China’s JD.com has sold its cloud and artificial intelligence businesses valued at a combined 15.7 billion yuan ($2.4 billion) to its fintech unit JD Digits, as it doubles down on its core ecommerce business to take on archrivals including Alibaba and Pinduoduo.
After the transaction, JD.com increased its equity interest in JD Digits to 42% by buying the latter’s ordinary shares, according to its filing to the U.S. Securities and Exchange Commission on Wednesday.
The plan was originally announced in December last year, when JD.com said that the spin-off would help JD Digits to deliver a suite of cutting-edge technology services to its business partners while it would continue to focus on its “core competences” and “synergistic businesses” to better serve customers.

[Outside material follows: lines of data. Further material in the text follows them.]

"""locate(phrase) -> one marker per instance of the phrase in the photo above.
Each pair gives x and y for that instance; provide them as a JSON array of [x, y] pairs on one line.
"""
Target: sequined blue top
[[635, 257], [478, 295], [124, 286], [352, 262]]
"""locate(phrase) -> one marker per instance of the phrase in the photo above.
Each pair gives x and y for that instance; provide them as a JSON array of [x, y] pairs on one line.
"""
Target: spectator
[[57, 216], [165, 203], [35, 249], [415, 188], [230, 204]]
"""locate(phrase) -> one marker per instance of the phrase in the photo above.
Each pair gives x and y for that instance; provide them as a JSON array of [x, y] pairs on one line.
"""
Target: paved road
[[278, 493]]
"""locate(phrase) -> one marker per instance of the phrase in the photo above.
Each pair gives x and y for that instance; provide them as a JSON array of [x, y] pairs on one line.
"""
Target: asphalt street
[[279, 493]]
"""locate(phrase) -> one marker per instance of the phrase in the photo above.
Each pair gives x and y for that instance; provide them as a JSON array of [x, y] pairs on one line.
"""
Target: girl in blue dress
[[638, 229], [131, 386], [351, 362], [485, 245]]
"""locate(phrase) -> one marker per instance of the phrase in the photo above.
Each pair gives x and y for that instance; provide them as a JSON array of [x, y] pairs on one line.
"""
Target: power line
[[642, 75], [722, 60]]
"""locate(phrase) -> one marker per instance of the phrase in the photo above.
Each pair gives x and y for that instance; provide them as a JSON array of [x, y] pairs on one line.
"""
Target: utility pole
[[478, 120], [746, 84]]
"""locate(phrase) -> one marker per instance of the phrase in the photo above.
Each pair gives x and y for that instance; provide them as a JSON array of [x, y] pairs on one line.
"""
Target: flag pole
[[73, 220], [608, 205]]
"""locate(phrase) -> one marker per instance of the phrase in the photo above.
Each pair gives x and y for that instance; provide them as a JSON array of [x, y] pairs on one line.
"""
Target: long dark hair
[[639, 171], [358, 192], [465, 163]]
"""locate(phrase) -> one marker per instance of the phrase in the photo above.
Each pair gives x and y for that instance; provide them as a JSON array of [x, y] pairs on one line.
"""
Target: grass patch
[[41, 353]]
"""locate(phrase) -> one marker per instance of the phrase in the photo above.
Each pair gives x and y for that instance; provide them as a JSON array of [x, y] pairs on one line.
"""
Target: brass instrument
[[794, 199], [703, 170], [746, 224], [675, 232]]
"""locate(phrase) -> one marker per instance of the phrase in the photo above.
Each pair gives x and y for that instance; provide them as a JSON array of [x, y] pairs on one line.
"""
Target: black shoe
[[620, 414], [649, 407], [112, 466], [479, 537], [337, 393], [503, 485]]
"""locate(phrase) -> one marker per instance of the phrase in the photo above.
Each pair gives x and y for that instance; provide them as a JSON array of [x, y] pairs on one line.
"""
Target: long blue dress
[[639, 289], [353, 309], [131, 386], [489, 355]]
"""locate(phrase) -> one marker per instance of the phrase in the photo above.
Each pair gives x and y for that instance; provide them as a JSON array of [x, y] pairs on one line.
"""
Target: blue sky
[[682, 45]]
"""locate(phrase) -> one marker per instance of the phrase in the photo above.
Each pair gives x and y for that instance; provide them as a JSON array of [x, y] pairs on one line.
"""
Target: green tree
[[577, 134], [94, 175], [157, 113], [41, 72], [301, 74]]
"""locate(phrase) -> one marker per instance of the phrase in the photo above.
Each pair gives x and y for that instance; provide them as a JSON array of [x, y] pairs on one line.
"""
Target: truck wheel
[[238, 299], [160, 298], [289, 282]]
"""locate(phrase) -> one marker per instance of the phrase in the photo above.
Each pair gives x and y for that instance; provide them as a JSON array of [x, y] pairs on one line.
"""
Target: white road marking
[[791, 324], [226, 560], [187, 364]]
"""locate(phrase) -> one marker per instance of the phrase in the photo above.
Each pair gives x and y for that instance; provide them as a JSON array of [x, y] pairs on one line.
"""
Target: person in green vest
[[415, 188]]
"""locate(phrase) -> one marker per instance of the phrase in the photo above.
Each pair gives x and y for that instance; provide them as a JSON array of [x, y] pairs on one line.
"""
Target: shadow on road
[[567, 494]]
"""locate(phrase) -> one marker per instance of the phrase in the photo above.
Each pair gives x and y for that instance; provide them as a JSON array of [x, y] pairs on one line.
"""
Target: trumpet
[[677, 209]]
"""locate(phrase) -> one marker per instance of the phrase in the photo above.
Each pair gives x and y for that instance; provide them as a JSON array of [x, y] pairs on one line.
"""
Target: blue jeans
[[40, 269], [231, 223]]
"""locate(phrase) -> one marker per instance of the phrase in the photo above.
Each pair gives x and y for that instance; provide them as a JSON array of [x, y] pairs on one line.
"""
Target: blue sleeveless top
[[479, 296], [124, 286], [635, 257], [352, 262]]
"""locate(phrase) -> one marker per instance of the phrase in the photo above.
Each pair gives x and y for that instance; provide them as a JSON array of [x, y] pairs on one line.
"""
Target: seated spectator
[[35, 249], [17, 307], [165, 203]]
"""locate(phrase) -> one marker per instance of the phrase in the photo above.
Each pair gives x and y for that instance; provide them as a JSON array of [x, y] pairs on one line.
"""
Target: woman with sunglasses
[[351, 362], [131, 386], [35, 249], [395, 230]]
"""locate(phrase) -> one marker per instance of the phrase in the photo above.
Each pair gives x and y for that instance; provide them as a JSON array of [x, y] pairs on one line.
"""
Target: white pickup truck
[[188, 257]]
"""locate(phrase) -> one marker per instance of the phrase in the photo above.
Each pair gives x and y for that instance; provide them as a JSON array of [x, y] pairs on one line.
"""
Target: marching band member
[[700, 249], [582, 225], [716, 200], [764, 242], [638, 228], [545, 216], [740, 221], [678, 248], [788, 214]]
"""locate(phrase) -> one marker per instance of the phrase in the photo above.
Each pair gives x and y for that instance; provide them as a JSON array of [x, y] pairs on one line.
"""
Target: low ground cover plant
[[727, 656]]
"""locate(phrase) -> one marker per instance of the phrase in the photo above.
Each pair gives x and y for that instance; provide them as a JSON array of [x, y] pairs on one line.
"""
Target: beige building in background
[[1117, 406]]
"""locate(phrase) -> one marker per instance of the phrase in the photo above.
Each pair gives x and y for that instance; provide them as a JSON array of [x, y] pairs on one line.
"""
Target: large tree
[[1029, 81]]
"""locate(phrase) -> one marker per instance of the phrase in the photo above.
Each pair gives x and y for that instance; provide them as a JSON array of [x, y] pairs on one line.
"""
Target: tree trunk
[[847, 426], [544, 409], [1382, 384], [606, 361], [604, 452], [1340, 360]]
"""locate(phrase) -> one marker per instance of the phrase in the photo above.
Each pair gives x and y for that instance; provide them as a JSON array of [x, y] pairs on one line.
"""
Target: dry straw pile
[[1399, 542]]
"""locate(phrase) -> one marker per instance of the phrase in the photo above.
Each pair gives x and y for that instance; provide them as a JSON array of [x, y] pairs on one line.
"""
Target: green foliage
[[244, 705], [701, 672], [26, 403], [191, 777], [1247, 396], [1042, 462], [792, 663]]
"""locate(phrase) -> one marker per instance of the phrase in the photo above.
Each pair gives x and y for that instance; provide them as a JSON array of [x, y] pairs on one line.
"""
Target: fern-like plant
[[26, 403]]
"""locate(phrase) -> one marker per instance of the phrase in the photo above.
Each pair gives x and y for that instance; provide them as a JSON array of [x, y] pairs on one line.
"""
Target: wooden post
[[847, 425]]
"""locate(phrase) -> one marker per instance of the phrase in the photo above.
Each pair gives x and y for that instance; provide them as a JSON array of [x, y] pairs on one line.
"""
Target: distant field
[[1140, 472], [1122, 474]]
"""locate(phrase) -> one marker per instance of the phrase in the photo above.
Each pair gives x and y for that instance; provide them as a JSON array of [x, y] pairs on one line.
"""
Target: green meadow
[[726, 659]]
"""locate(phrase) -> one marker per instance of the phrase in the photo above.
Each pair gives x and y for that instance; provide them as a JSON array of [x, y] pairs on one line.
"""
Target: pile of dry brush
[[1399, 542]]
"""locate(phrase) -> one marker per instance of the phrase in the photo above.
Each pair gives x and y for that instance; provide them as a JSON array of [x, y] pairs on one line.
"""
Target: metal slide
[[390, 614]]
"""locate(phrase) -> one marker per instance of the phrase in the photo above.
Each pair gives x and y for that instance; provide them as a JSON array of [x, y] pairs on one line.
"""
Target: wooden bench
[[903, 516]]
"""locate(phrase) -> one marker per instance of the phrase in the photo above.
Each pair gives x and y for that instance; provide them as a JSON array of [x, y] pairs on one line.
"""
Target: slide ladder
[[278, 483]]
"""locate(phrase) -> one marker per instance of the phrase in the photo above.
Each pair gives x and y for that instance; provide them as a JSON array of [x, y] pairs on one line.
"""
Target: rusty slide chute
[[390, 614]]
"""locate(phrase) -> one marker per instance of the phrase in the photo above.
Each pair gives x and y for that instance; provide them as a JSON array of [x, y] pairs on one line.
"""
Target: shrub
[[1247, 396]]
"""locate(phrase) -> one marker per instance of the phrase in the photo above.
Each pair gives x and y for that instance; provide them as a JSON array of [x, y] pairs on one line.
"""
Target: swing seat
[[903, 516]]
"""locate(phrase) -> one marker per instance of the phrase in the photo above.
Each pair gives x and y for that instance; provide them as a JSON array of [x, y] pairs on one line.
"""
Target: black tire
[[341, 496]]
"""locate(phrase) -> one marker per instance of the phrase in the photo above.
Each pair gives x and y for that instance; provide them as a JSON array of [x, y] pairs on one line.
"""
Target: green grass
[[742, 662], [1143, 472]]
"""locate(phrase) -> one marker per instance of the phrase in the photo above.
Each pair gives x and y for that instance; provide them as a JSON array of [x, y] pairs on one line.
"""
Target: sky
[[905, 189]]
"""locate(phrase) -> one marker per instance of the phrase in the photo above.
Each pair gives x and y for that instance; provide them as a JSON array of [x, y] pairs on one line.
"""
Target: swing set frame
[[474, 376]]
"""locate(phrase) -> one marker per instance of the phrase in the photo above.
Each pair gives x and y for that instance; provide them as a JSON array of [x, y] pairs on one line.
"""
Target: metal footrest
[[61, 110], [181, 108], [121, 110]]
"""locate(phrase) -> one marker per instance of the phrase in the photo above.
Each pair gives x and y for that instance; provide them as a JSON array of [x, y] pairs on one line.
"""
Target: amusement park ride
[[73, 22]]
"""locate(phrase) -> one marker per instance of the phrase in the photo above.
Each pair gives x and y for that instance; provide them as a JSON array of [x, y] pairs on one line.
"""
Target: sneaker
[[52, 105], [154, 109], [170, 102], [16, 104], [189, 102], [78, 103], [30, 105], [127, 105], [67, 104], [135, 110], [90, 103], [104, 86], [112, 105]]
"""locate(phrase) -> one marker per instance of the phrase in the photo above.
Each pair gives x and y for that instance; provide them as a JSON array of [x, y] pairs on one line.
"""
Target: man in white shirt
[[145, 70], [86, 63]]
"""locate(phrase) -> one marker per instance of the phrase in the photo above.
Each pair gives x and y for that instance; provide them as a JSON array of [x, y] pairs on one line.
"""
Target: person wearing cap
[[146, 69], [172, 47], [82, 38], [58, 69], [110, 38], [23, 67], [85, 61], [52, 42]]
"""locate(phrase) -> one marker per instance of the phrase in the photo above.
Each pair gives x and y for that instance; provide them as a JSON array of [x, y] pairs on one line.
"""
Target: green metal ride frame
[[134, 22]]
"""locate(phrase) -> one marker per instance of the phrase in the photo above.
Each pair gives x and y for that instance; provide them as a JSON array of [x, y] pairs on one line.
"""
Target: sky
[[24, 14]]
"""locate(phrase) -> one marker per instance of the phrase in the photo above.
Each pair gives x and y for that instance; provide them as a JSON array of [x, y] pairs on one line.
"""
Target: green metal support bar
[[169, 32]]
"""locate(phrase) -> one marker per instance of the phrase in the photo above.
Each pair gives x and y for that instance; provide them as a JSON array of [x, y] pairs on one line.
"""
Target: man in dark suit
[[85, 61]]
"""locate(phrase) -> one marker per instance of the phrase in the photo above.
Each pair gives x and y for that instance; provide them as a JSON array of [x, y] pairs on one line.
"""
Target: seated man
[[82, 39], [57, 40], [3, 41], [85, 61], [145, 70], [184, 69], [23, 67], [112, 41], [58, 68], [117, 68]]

Wednesday’s announcement came amid the Chinese government tightening its crackdown on monopolistic practices on the internet, and in the areas of ecommerce and fintech. The crackdown was a major factor in the dramatic suspension of Ant Group’s blockbuster IPO in Shanghai and Hong Kong in November 2020.
In March, the South China Morning Post reported that JD Digits was likely to withdraw its application for an IPO on Shanghai’s Nasdaq-style STAR Market given the changing business environment after the halt of Ant Group’s IPO.
In February, China’s State Administration for Market Regulation issued new antitrust rules to prevent internet platforms from price fixing, restricting technologies and using data and algorithms to manipulate the market.